# Ellie First NAVHDA training session



## Dan_A (Jan 19, 2021)

We had our first training session with the Piedmont NAVHDA chapter this morning. It was held at a game preserve club and there were a ton of dogs and handlers there for a few different disciplines, it was wild to see so many different types of hunting dogs in one area!

Ellie was in super chicken frightened mode with the shotgun shots going off in the background. They were a decent distance away and not really loud at all. She stood around like a statue shaking and wouldn't snap out of it. I was thinking we wont have a nice hobby together of bird hunting! It all changed when it was our turn to run the field. We had 4 quail placed and there were plenty left from the other runs. Ellie spirited up, relaxed her tail, and started going to work. She was a little apprehensive to range all too far, but did a fine job. The lead trainer walked us around explaining that since this was her first real time doing this it was going to just be a fun experience for her. Ellie found 3 quail with a little help in terms of walking around the area where we knew they were around. She sniffed them out, pointed, then we let her flush them. It was nice to see after the flush she went right back to a freeze/point watching the bird fly away rather than chase forever. They commented on how well Ellie listened with whistles and come-along sounds. A few shots were fired on the field over. The first shot she ran back to us afraid. The second time a shot went off she just stopped and looked around, which was a big improvement from her statue petrified stance on the sideline. We feel more exposure and fun experiences like running the field with shots going off in the background will get her used to it.

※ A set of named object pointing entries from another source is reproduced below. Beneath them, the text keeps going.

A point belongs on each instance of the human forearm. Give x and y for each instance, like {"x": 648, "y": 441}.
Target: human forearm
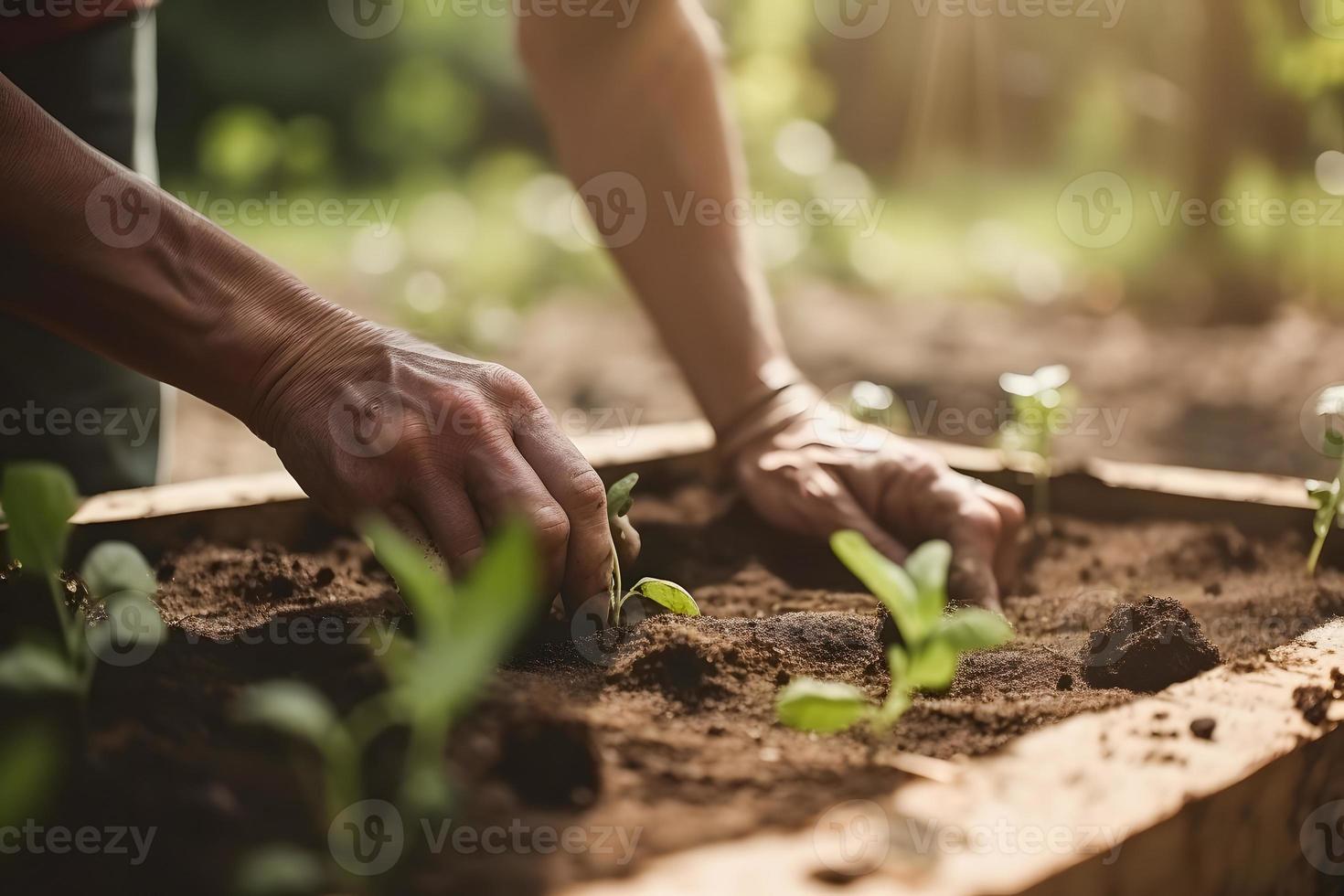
{"x": 644, "y": 100}
{"x": 165, "y": 292}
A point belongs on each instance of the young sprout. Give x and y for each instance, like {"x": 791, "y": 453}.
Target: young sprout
{"x": 463, "y": 633}
{"x": 932, "y": 640}
{"x": 37, "y": 500}
{"x": 660, "y": 592}
{"x": 1326, "y": 496}
{"x": 1038, "y": 400}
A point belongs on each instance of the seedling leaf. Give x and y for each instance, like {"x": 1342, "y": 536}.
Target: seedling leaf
{"x": 932, "y": 666}
{"x": 974, "y": 629}
{"x": 928, "y": 569}
{"x": 889, "y": 581}
{"x": 37, "y": 500}
{"x": 618, "y": 500}
{"x": 485, "y": 617}
{"x": 289, "y": 707}
{"x": 826, "y": 707}
{"x": 426, "y": 592}
{"x": 114, "y": 567}
{"x": 667, "y": 594}
{"x": 28, "y": 667}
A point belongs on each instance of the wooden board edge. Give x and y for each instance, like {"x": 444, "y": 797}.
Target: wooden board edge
{"x": 1078, "y": 797}
{"x": 694, "y": 443}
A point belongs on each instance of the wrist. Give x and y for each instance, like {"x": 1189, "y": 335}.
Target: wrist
{"x": 768, "y": 418}
{"x": 309, "y": 349}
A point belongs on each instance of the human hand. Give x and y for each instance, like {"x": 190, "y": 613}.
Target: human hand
{"x": 806, "y": 466}
{"x": 371, "y": 421}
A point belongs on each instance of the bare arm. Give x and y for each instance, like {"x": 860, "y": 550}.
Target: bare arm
{"x": 366, "y": 418}
{"x": 641, "y": 98}
{"x": 635, "y": 106}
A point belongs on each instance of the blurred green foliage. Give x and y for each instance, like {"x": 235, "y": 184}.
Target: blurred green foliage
{"x": 961, "y": 132}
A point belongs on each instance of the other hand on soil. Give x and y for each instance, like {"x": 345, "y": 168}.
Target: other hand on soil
{"x": 809, "y": 468}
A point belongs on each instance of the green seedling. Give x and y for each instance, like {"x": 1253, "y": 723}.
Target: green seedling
{"x": 1326, "y": 496}
{"x": 463, "y": 632}
{"x": 932, "y": 640}
{"x": 660, "y": 592}
{"x": 39, "y": 500}
{"x": 1040, "y": 403}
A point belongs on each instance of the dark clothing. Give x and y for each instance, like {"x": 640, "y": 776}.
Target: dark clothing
{"x": 59, "y": 402}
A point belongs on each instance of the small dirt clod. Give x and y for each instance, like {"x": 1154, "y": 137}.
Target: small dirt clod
{"x": 1148, "y": 646}
{"x": 1203, "y": 729}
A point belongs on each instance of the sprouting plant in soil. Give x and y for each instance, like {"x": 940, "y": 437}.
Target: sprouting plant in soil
{"x": 114, "y": 587}
{"x": 660, "y": 592}
{"x": 1326, "y": 496}
{"x": 1040, "y": 402}
{"x": 463, "y": 632}
{"x": 932, "y": 638}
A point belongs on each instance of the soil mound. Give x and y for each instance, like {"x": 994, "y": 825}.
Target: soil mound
{"x": 1148, "y": 646}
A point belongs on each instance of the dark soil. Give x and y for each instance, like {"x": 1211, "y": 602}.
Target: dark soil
{"x": 664, "y": 731}
{"x": 1148, "y": 646}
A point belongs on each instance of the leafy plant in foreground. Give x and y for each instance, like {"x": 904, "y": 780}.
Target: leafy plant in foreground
{"x": 932, "y": 640}
{"x": 1326, "y": 496}
{"x": 39, "y": 500}
{"x": 463, "y": 632}
{"x": 660, "y": 592}
{"x": 1038, "y": 400}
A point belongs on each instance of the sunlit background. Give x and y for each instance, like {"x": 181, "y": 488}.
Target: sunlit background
{"x": 976, "y": 137}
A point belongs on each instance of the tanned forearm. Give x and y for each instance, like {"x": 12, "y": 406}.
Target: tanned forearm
{"x": 640, "y": 96}
{"x": 182, "y": 301}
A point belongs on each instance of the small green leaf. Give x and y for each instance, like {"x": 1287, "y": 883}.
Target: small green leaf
{"x": 30, "y": 767}
{"x": 928, "y": 569}
{"x": 667, "y": 594}
{"x": 114, "y": 567}
{"x": 489, "y": 612}
{"x": 887, "y": 581}
{"x": 28, "y": 667}
{"x": 824, "y": 707}
{"x": 426, "y": 592}
{"x": 280, "y": 869}
{"x": 37, "y": 500}
{"x": 618, "y": 498}
{"x": 932, "y": 667}
{"x": 974, "y": 629}
{"x": 289, "y": 707}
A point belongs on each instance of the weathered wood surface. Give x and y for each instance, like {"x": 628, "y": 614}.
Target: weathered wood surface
{"x": 1125, "y": 801}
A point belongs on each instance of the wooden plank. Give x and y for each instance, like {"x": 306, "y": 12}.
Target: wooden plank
{"x": 689, "y": 445}
{"x": 1103, "y": 804}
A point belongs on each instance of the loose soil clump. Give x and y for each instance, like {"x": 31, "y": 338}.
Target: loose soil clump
{"x": 1148, "y": 646}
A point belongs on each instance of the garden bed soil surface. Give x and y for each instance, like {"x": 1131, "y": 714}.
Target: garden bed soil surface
{"x": 669, "y": 738}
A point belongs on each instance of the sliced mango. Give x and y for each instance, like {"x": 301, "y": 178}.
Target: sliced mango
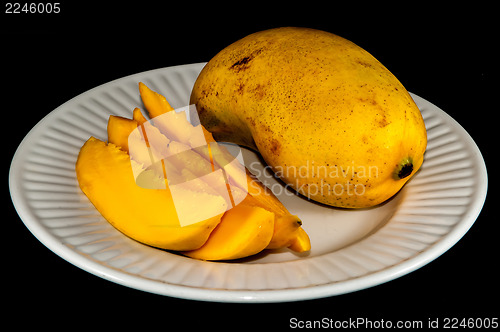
{"x": 176, "y": 125}
{"x": 119, "y": 128}
{"x": 243, "y": 231}
{"x": 150, "y": 216}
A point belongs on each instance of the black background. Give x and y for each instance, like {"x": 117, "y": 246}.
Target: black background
{"x": 444, "y": 55}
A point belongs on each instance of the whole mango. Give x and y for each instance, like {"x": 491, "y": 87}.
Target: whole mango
{"x": 329, "y": 119}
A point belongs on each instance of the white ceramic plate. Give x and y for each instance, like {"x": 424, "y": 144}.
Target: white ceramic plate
{"x": 351, "y": 249}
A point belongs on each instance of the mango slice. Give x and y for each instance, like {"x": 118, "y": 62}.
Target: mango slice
{"x": 286, "y": 225}
{"x": 243, "y": 231}
{"x": 105, "y": 175}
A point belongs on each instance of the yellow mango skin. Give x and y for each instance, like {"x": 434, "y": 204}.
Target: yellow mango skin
{"x": 329, "y": 118}
{"x": 104, "y": 174}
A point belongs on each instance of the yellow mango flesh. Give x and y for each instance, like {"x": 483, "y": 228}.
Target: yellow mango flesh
{"x": 330, "y": 119}
{"x": 243, "y": 231}
{"x": 105, "y": 175}
{"x": 285, "y": 224}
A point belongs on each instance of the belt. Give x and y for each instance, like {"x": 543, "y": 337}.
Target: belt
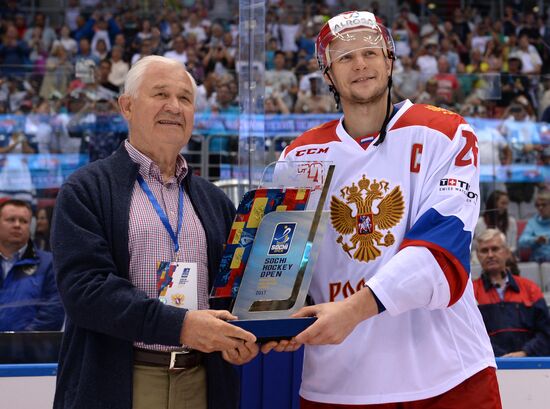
{"x": 170, "y": 360}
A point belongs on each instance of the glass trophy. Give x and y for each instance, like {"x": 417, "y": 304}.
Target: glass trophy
{"x": 270, "y": 255}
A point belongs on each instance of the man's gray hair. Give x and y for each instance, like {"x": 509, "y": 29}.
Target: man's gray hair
{"x": 490, "y": 234}
{"x": 137, "y": 72}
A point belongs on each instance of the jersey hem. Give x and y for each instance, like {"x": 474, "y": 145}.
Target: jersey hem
{"x": 397, "y": 397}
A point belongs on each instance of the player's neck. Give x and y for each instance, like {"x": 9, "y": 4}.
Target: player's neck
{"x": 364, "y": 119}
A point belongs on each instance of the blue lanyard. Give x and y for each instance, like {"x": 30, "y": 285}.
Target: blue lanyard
{"x": 162, "y": 215}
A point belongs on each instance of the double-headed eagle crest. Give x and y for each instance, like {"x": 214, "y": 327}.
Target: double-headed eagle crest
{"x": 363, "y": 225}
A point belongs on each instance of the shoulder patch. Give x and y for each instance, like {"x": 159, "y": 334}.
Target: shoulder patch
{"x": 432, "y": 117}
{"x": 319, "y": 135}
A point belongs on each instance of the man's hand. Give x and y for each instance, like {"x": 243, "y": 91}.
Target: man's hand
{"x": 336, "y": 320}
{"x": 207, "y": 331}
{"x": 245, "y": 352}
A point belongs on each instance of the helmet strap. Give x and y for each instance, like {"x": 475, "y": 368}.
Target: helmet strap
{"x": 382, "y": 133}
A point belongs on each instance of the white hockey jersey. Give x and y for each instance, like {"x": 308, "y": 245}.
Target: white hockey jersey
{"x": 402, "y": 216}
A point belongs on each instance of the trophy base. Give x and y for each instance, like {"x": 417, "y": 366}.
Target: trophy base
{"x": 275, "y": 329}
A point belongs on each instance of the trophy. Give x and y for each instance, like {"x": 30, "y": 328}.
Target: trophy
{"x": 270, "y": 254}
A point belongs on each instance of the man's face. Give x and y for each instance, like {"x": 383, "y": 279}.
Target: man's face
{"x": 15, "y": 222}
{"x": 162, "y": 111}
{"x": 492, "y": 255}
{"x": 359, "y": 74}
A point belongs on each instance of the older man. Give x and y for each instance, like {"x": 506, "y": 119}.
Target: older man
{"x": 513, "y": 308}
{"x": 128, "y": 344}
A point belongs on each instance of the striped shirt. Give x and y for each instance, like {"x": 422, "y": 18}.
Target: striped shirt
{"x": 148, "y": 240}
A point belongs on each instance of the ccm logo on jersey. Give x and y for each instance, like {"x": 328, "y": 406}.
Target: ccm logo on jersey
{"x": 457, "y": 185}
{"x": 311, "y": 151}
{"x": 345, "y": 289}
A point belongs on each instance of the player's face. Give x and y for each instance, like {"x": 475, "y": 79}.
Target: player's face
{"x": 360, "y": 74}
{"x": 492, "y": 255}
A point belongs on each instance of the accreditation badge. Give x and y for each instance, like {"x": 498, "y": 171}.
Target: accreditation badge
{"x": 177, "y": 284}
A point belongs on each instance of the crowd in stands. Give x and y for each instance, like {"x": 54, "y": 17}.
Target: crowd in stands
{"x": 64, "y": 80}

They also recommended to get a few quail for the yard for Ellie to chase and when she's having a ton of fun pop off a blank pistol to drive home that gun pop sounds equate fun bird times. Also mentioned was the book "Training with Mo", I'm going to look into that also. I do plan to keep on with the training sessions. I really need an excuse to buy an O/U shotgun LOL!


----------



## gunnr (Aug 14, 2009)

Very cool!!! 
Yep, it's a pretty well accepted practice to get them in a field of birds popping like a pan of Jiffy Pop and start with the shotgun going off in the distance, or a small caliber starter pistol in an oven mitt.
Have lots and fun, and start looking for dummy launchers, and quail launchers. They've been kind of hard to come by the past year or two.


----------



## Dan_A (Jan 19, 2021)

We just had Ellie's 2nd NAVHDA training session, we had missed the January session unfortunately. She was still scared even just standing on the side of the field with the other dogs waiting our turn. She was shaking and just looked like she didn't want to be there. Our turn in the field with 4 staged quail, she started to finally loosen up. She finds the quail, gives point, and points when we flush watching the bird fly away. We wanted to use the blank gun if she got into a real heated chase / excited mode. The problem with her pointing on flush, we never had the opportunity. Then again the trainer said we don't want to break that good habit either. A few times she'd show concern for the group of people standing on the side of the field. Seems she is still trying to figure it all out. Her instincts tell her to enjoy it counter to what the rest of her brain is saying. After her session, we went back to the sideline so we can keep her exposed to it all, including shots from a field over. After some time we decided to head home , she was trying to crawl back to the car at this point.

I wish that the club had some of those launchers, maybe that would make it more interesting to her as well. Many times she'll find the bird and it just sits there. She'll boop it with her nose and it will then fly away.

I really hope I can help her snap out of the funk and really enjoy herself like all the other dogs there were! I'm still trying to locally source some live quail so we can practice on our own. I think that is really what is needed, to get her more time on birds and build up that drive where everything else will click into place. Or I have a V just not "into it" and I'll have to use my new shotgun only for clays!


----------



## texasred (Jan 29, 2012)

* I think that is really what is needed, to get her more time on birds and build up that drive where everything else will click into place.*

This exactly what she needs. No pressure, just fun with birds. I wouldn’t even consider using a blank gun, until she’s a lot bolder.


----------